The angular frequency \(\omega\) is measured in rad/s and time \(t\) is measured in \(s\), so the product \(\omega{t}\) in Equation 12-12 is in radians—just as the argument of the cosine function should be. One cycle of oscillation lasts a time \(T\), over which time the product \(\omega{t}\) varies from \(0\) at \(t=0\) to \(\omega{T}\) at \(t=T\). But since\(T = 2\pi/\omega\) from the second of Equations 12-11, it follows that \(\omega{T} = \omega(2\pi/\omega) = 2\pi\). So over the course of one cycle the value of \(\omega{t}\) varies from 0 to \(\omega{T}) = 2\pi\). The cosine function goes through one complete cycle when its value increases by \(2\pi\), so this tells us that the position \(x\) goes through one complete cycle when the time increases by \(T\). That’s just what we mean by saying that \(T\) is the period of the oscillation.

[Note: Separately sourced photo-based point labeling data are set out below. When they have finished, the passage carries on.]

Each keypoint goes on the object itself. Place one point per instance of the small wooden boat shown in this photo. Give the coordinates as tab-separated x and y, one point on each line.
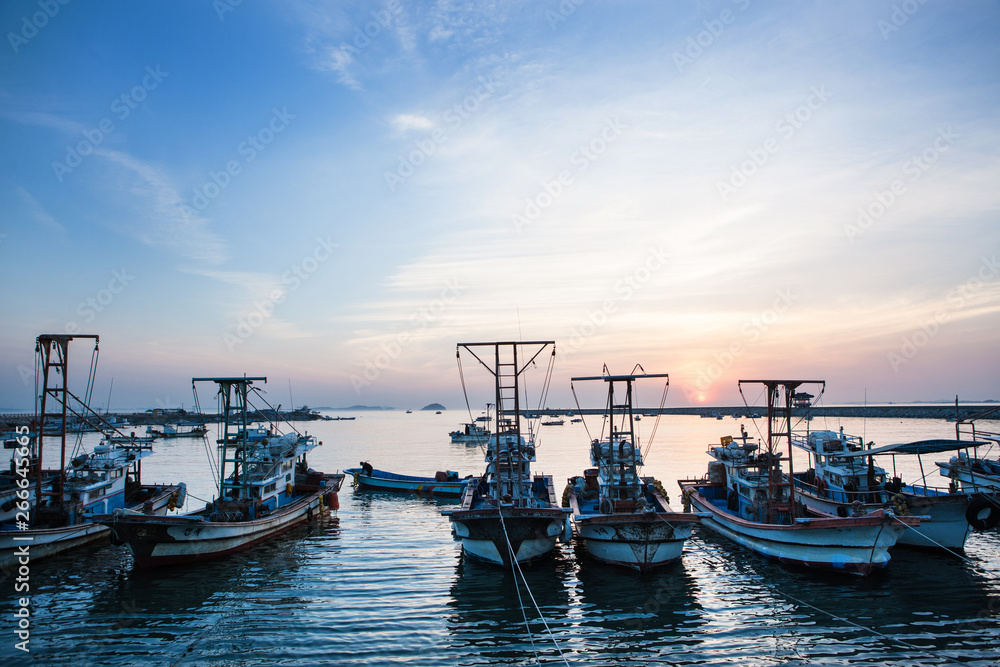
751	501
844	472
269	490
622	518
171	431
445	484
508	516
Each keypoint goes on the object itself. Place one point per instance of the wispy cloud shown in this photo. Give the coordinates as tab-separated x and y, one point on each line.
43	119
156	216
37	212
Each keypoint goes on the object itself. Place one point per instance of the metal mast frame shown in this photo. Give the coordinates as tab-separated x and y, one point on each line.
53	352
622	490
781	398
235	434
506	452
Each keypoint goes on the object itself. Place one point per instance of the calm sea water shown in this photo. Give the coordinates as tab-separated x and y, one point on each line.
384	582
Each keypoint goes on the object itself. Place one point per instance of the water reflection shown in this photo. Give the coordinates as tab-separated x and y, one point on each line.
488	605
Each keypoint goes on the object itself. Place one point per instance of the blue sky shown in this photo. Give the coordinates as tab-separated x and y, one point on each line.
333	195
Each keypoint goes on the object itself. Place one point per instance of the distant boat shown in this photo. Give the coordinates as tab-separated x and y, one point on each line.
622	518
751	501
472	434
266	487
508	516
171	431
445	484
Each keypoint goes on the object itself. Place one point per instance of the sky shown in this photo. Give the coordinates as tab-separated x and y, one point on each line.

The one quantity in Equation 12-12 that seems a bit mysterious is the \(\textbf{phase angle}\) \(\phi\), which is measured in radians. To explain its significance, recall from our comparison between uniform circular motion and oscillation that \(\phi\) represents the angular position at \(t = 0\) of an object in uniform circular motion. For oscillation, the value of \(\phi\) tells us where in the oscillation cycle the object is at \(t = 0\).